Saturday, January 15, 2011

Train Back On Tracks

When I saw Glen Beck weeping on his show and saying "Thank you, Mr. President!" after his previously having called Barack Obama both a fascist and a communist, there came a sense that some things have now changed.

The psychopath who emptied 31 bullets into a crowd in Tucson last week was not particularly right-wing nor left-wing, although he does appear to have absorbed several demented ideas from those on the extreme right who love to be panicked. He had asked his congressman, Gabrielle Giffords, a Zen koan - "How can there be government when words make no sense?" She could find no sense in his words, and he was insulted.

This could happen to anyone. Suddenly conservatives who once espoused weaponry and called for killing their opponents if they did not beat them in the elections backpedaled furiously. Sarah Palin's map of the US showing gunsights lined up on the congressional districts where she wanted to defeat an incumbent suddenly became a map of "surveyor's markings".  Congressmen denied what they had been.

Then, at a stunning gathering to memorialize the lives that had been taken, Barack Obama refocused the national attention on the victims, on those who just happened to be there when the gunman exploded. When a madman kills, all the damage is collateral damage.

Calling for an end to demonizing and vindictiveness, Obama targeted the source of America's illusory anger. Calling for a straight-forward exchange of ideas, he provided a role for the unhappy, a route toward a world of common understandings. Calling for an end to artificial divisions and made-up conflicts, he pointed America toward a unitive future.

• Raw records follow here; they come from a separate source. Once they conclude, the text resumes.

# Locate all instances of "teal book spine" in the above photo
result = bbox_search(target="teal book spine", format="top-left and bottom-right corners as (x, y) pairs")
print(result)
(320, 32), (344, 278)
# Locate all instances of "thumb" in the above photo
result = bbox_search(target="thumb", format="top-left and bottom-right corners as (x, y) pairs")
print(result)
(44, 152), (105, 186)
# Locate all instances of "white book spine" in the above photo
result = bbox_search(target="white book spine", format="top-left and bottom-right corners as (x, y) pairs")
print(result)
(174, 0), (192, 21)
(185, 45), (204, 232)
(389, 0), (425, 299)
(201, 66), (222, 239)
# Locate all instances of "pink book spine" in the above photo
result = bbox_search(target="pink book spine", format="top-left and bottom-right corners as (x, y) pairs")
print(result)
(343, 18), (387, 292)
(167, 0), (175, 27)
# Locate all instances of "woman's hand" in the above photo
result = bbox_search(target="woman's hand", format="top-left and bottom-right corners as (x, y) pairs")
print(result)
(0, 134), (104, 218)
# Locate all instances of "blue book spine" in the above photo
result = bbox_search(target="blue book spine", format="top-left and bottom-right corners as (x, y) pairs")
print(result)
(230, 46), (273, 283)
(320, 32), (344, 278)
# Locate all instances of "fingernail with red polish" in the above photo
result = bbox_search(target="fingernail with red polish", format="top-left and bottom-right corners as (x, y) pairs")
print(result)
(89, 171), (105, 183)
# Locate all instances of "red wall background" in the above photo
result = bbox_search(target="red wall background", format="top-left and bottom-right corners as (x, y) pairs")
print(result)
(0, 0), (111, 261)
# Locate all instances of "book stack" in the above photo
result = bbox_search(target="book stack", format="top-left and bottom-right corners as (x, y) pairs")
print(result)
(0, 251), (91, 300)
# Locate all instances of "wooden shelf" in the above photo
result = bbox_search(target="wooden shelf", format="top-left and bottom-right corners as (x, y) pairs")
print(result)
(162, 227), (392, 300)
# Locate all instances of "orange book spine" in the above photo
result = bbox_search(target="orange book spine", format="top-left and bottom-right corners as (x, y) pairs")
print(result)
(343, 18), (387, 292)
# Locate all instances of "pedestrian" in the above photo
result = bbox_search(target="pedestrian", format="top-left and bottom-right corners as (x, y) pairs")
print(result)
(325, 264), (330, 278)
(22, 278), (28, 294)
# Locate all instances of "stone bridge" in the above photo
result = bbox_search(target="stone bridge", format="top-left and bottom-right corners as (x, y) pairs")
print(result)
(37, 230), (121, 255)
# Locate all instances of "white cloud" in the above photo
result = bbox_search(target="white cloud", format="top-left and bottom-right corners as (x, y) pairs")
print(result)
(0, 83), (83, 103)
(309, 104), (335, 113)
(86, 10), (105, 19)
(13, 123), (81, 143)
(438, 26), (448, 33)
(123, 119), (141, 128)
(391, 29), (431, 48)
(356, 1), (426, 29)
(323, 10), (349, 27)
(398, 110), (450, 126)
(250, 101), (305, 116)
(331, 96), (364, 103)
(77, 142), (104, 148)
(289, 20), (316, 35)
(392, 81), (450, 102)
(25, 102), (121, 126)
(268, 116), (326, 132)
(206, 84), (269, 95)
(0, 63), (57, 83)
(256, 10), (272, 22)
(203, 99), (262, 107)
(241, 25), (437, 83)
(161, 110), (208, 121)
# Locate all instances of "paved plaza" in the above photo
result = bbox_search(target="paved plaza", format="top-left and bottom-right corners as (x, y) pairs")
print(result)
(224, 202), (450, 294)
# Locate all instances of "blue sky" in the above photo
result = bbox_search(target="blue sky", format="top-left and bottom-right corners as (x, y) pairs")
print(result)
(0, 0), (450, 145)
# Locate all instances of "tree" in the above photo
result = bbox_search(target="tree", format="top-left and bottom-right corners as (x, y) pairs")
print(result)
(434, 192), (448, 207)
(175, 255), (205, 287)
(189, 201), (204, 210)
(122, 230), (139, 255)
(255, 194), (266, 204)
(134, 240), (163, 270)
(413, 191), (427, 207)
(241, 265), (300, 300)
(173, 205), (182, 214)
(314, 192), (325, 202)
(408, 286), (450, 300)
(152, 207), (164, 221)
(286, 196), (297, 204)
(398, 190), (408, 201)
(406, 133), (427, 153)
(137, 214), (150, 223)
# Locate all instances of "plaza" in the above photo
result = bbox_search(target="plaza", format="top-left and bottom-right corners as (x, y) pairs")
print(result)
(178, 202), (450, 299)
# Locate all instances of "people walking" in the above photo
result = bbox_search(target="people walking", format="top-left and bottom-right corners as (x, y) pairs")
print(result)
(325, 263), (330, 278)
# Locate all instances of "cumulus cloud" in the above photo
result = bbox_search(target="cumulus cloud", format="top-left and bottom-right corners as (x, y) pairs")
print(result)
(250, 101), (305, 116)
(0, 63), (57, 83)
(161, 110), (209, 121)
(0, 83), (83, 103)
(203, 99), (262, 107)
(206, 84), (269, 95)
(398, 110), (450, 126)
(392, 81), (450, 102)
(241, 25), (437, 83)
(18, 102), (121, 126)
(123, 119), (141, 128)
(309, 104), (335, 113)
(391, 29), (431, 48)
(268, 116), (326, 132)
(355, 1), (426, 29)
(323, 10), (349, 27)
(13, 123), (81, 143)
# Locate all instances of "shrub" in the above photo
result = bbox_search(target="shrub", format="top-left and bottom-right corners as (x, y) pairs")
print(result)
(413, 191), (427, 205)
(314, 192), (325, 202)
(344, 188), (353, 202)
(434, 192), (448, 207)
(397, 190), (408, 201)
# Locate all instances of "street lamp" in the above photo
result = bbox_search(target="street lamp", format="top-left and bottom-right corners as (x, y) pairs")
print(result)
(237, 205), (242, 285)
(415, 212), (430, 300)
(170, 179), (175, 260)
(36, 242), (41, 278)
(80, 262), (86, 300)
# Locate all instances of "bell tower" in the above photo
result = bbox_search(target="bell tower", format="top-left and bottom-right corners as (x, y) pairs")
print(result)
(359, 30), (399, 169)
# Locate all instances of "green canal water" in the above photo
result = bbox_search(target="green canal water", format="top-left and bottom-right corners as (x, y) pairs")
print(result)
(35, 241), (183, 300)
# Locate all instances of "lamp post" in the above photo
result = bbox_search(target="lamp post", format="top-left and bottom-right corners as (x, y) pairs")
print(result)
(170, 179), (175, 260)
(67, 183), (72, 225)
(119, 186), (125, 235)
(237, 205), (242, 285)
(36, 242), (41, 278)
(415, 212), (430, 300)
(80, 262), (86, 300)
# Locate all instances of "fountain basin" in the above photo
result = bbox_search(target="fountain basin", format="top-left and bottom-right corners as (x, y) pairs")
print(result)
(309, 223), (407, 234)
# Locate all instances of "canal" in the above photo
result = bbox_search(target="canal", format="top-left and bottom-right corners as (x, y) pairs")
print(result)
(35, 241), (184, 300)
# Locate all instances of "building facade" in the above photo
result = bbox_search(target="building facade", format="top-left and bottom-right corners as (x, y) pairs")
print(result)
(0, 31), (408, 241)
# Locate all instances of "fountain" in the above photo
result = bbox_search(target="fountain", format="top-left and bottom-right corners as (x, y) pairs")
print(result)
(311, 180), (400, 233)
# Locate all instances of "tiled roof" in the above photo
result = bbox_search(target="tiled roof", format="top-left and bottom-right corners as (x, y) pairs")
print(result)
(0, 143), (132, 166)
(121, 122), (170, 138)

Perhaps Fox News, Glen Beck's employer, had learned that Wikileaks now has "insurance" files on owner Rupert Murdoch. Perhaps the call for a unitive process simply pulled the rug out from under Beck and the oxygen out of his studio. Perhaps hearing Attorney General Holder reading from the New Testament's second letter of Paul to the Corinthians led Beck to realize that we are all God's  disciples, even if we do not announce it to the world.

Perhaps America's differences have become now surrounded by America's unity.

Perhaps they always were.

On MSNBC news last night, on the very liberal Keith Olbermann show, who should appear as guest but an arch-conservative, a very logical arch-conservative, the National Journal's Reihan Salam, who managed to differ without demonizing.